Responsabilità patrimoniale - Cause di prelazione - Privilegi - Diritto della navigazione - Sull'aeromobile, sulla nave e sul volo - In genere - Credito di lavoro del personale di volo - Privilegio speciale sulla "flotta" - Privilegio generale sui mobili - Concorso - Soddisfazione del credito - Criteri applicabili.

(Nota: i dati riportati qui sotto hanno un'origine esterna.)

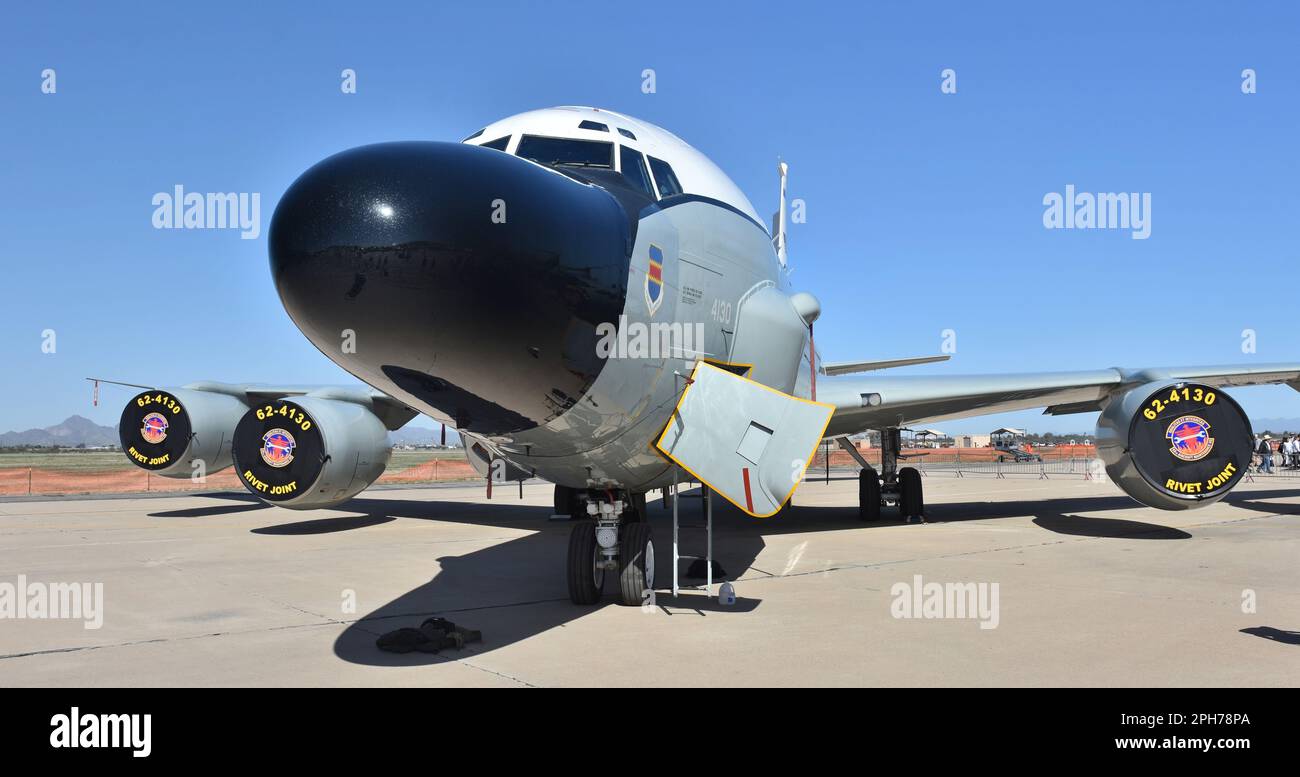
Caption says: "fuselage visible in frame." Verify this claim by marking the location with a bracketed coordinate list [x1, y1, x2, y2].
[269, 108, 809, 491]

Qualora un credito fruisca contemporaneamente di privilegio mobiliare speciale e di privilegio mobiliare generale, deve escludersi che tale credito possa trovare proporzionale collocazione sul provento dei beni oggetto del privilegio speciale e su quello delle residue attività mobiliari, atteso che le regole sul concorso, fissate dagli artt. 2777 e segg. cod. civ., impongono un'unicità di graduatoria, senza distinzione a seconda che più privilegi spettino a creditori diversi od allo stesso creditore. Pertanto, nel caso del credito di lavoro del personale di volo di una compagnia di navigazione aerea, il quale gode tanto del privilegio speciale sulla "flotta", di cui all'art. 1023 cod. nav., quanto del privilegio generale sui mobili, di cui all'art. 2751 bis cod. civ., si deve ritenere che il credito medesimo debba trovare soddisfazione prioritaria su detta "flotta", con preferenza rispetto alla prelazione spettante al creditore ipotecario (art. 1036 cod. nav.), e poi, in ipotesi di incapienza, sugli altri beni mobili. (massima ufficiale) Cassazione civile, sez. I, 24 Luglio 1989.